There are two ways to typecheck this definition using
W: either we first typecheck `toUpper x`,
using the context *{x :: α}*, resulting in the type
equation *α ~ Char*, then checking `not x` with
*{x :: Char}*, or do it the other way around, by first
looking at `not x`, then as a result recursing into
`toUpper x` with the context *{x :: Bool}*.

GHC, it seems, does the former, resulting in the following error message:

`Couldn't match expected type `Bool' against inferred type `Char'`

In the first argument of `not', namely `x'

In the expression: not x

In the expression: (toUpper x, not x)

In the first argument of `not', namely `x'

In the expression: not x

In the expression: (toUpper x, not x)

Whereas Hugs 98 does the latter:

`ERROR "test.hs":1 - Type error in application`

*** Expression : toUpper x

*** Term : x

*** Type : Bool

*** Does not match : Char

*** Expression : toUpper x

*** Term : x

*** Type : Bool

*** Does not match : Char

The problem is that they are both misleading, because there is
nothing wrong with either `not x` or `toUpper x`
by itself. The problem only comes from trying to
unify their respective views on the type of `x`.

A compositional type checker, in contrast, descends into
`toUpper x` and `not x` using the same
context, *{x :: α}*. The first one results in the
typing (which is defined to be not just the type of an
expression, but also a mapping of monomorphic variables to their
types) *{x :: Char} ⊢ Char*, and the second one in *{x ::
Bool} ⊢ Bool*. Only afterwards are these two typings tried to
be unified.

This is better because it becomes meaningful to talk about the typing of a subexpression.
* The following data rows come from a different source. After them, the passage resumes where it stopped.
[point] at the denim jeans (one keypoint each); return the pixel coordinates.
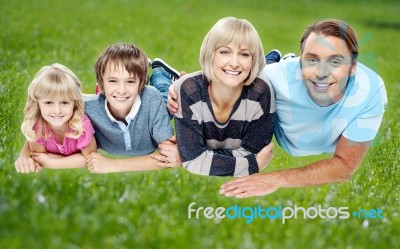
(161, 80)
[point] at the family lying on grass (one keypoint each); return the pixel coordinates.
(324, 101)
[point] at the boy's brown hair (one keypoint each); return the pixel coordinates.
(129, 56)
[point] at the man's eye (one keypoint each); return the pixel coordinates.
(312, 60)
(335, 62)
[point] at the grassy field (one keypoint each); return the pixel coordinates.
(75, 209)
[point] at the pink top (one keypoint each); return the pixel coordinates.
(70, 145)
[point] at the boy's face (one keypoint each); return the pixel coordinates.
(120, 89)
(326, 67)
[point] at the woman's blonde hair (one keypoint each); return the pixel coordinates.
(237, 31)
(49, 82)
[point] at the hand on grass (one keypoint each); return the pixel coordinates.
(26, 165)
(97, 163)
(169, 155)
(252, 185)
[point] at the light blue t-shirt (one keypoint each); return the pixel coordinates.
(148, 124)
(304, 128)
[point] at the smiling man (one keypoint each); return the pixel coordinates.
(326, 102)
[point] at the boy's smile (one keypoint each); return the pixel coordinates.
(120, 89)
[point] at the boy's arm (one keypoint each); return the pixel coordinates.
(98, 163)
(92, 147)
(339, 168)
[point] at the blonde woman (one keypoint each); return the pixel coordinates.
(55, 125)
(225, 116)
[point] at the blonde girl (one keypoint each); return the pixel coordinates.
(55, 126)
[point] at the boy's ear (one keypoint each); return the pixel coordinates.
(99, 89)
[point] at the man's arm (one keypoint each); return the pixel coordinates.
(339, 168)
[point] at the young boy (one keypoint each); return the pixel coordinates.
(129, 117)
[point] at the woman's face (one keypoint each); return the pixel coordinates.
(231, 64)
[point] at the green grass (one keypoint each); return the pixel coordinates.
(75, 209)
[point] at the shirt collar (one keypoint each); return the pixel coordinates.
(131, 115)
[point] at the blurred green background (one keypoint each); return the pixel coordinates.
(75, 209)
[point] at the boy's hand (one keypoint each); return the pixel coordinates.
(169, 155)
(172, 104)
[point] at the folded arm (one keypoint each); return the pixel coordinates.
(339, 168)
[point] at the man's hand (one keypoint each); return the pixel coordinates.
(252, 185)
(97, 163)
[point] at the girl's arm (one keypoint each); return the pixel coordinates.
(53, 161)
(25, 163)
(92, 147)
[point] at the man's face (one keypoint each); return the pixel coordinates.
(326, 67)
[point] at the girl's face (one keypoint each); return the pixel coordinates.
(56, 111)
(231, 64)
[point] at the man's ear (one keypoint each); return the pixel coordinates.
(353, 68)
(99, 89)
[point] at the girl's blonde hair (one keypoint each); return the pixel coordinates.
(237, 31)
(49, 82)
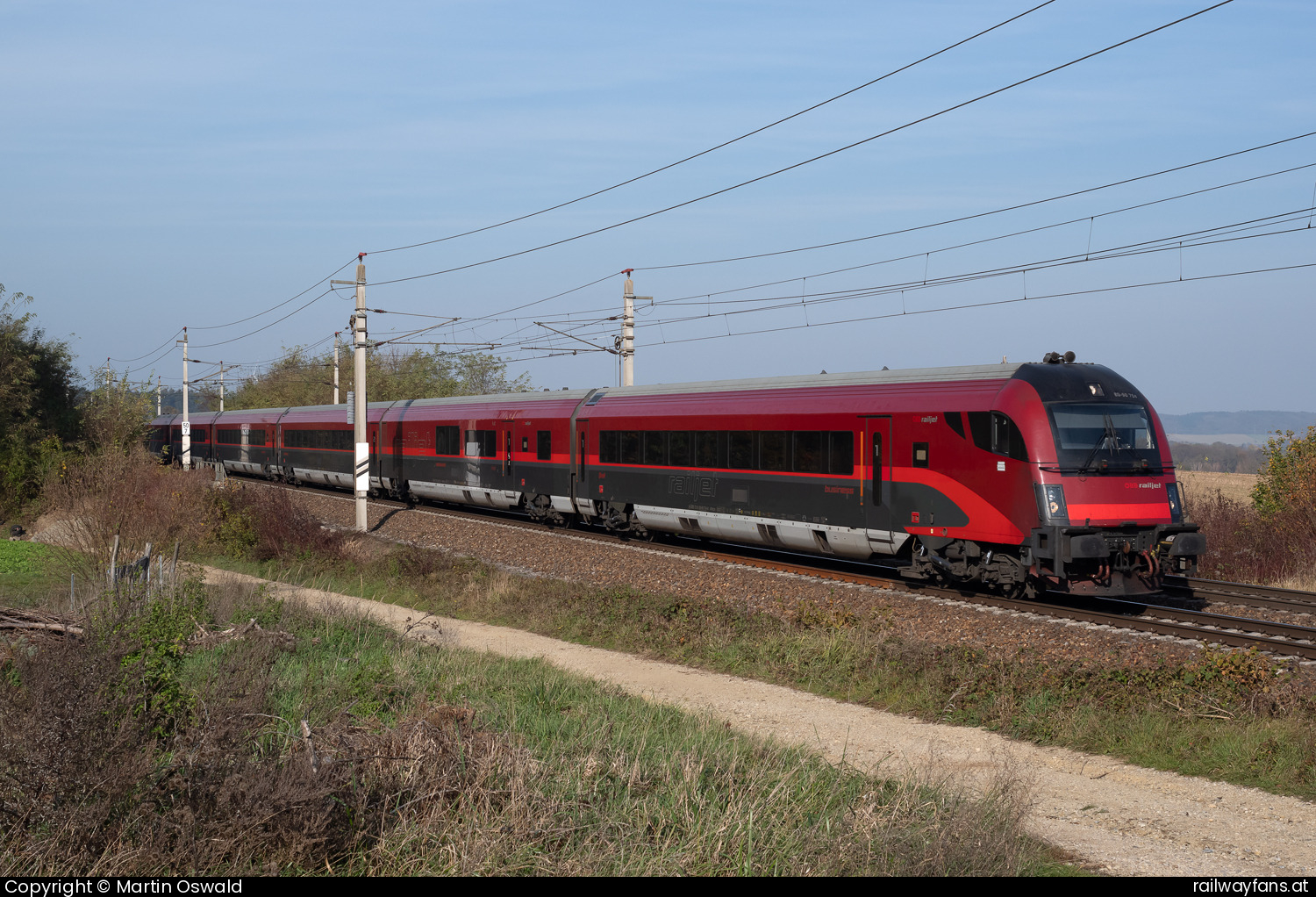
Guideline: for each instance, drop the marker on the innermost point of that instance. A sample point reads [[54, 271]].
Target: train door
[[579, 485], [876, 473], [375, 462]]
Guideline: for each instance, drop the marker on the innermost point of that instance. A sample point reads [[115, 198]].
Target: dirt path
[[1119, 818]]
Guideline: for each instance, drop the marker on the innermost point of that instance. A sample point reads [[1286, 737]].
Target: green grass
[[624, 786], [26, 573], [24, 559], [1229, 715]]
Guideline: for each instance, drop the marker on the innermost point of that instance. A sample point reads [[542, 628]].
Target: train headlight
[[1171, 492], [1053, 504]]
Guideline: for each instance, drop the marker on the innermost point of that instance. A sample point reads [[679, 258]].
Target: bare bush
[[266, 523], [126, 494], [1245, 546]]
For the example above, my work-in-progress compositional type checker can report errors with an (IMO) much more helpful message:

`input/test.hs:1:8-25:`

(toUpper x, not x)

Cannot unify `Char' with `Bool' when unifying `x':

toUpper x not x

Char Bool

x :: Char Bool

(toUpper x, not x)

Cannot unify `Char' with `Bool' when unifying `x':

toUpper x not x

Char Bool

x :: Char Bool

Of course, the devil's in the details — but that's what my thesis will be about.

## Cale Gibbard 2010-10-26 14:09:57

Interesting idea! It's probably a lot more work again to integrate this sort of approach into GHC's fancy type system, but the improvement it would make to some error messages would be quite valuable.

One nitpick: please don't refer to typeclass polymorphism as ad-hoc. :) The original paper by Wadler and Blott on typeclasses referred to them as a sort of approach to ad-hoc polymorphism, but the distinction has become clearer over time. It has more in common with parametric polymorphism than it does with ad-hoc polymorphism. In particular, new typeclass-polymorphic values can be constructed simply by using existing ones, rather than making separate definitions at each type required.

While it's possible to simulate ad-hoc polymorphism using typeclasses having only one method with an arbitrary type, this is rarely how they're actually used.